A reportagem do Comércio fez um levantamento na listagem dos candidatos dos partidos e selecionou alguns dos nomes mais curiosos e algumas de suas histórias. Foram encontradas pérolas como Dalmira Pantera, Bigode, Rose Biscuit, Batata, Zagalo, Bombom e Antônio Marcha-a-ré.
Outra tática antiga, mas também amplamente usada, é a vinculação da profissão do candidato a seu nome. Em todos os partidos, pelo menos uma pessoa usa um “cabeleireiro”, “bombeiro”, “pastora”, “escrivã” ou “fisioterapeuta”. Ao todo, 49 pessoas utilizam este recurso. A profissão com maior incidência é a de professor, com nove candidatos. Ainda nas profissões, é comum ver na terminação do nome o local de trabalho como “da prefeitura”, “do SUS”, “do tiro”, “da tapeçaria”, “do gás”, “da Caixa”. São 36 candidatos que assinam desta maneira e o local de trabalho preferido é o “da farmácia”, com cinco incidências. Referências de bairro como “do Leporace”, “do City Petrópolis” e “do Aeroporto II” também são vistos. Até detalhes anatômicos como “bigode” e “testa” não ficam de fora para facilitar a identificação do candidato.

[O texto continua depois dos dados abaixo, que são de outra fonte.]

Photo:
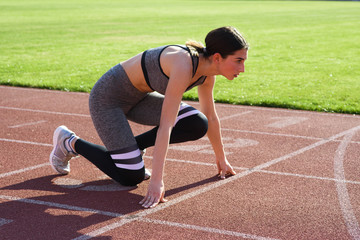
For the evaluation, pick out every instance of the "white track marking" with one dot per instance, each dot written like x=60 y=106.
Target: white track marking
x=59 y=205
x=209 y=187
x=44 y=111
x=263 y=171
x=205 y=229
x=25 y=142
x=283 y=122
x=23 y=170
x=27 y=124
x=343 y=195
x=235 y=115
x=118 y=215
x=4 y=221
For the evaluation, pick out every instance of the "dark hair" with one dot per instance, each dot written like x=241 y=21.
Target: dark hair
x=224 y=40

A identificação por local de nascimento também é utilizada. É o caso de Adamá de Oliveira, 18, que “mineiramente” preferiu sair como Adamá de Cássia (PSDB), cidade próxima a Franca. Ela aposta na captura dos votos dos cassienses no município. “Fiz um levantamento e são 20 mil pessoas ligadas diretamente a Cássia. Mineiro gosta de mineiro é nesta ficha que vou apostar”, disse.
FUNCIONA?
Para o analista político Fábio Cantizani, da Faculdade de Direito de Franca, a tática dá certo. “É uma das armas que o candidato tem, já que é em seu local de origem ou trabalho que vai angariar votos. Nestes locais, ele é identificado geralmente pelo apelido”, disse.
Alguns eleitores, como o auxiliar de escritório José Manuel Filgueiras, concordam. Ele próprio admite que poderá votar em um candidato que o atrair pelo diferente, embora destaque que avalia o conteúdo. “Acho que o importante é a proposta. Se ele chama João, Caneta, ou Zé “Orêia”, pode até chamar a atenção, mas não é o principal. Quero mais saber se ele tem a contribuir”, disse.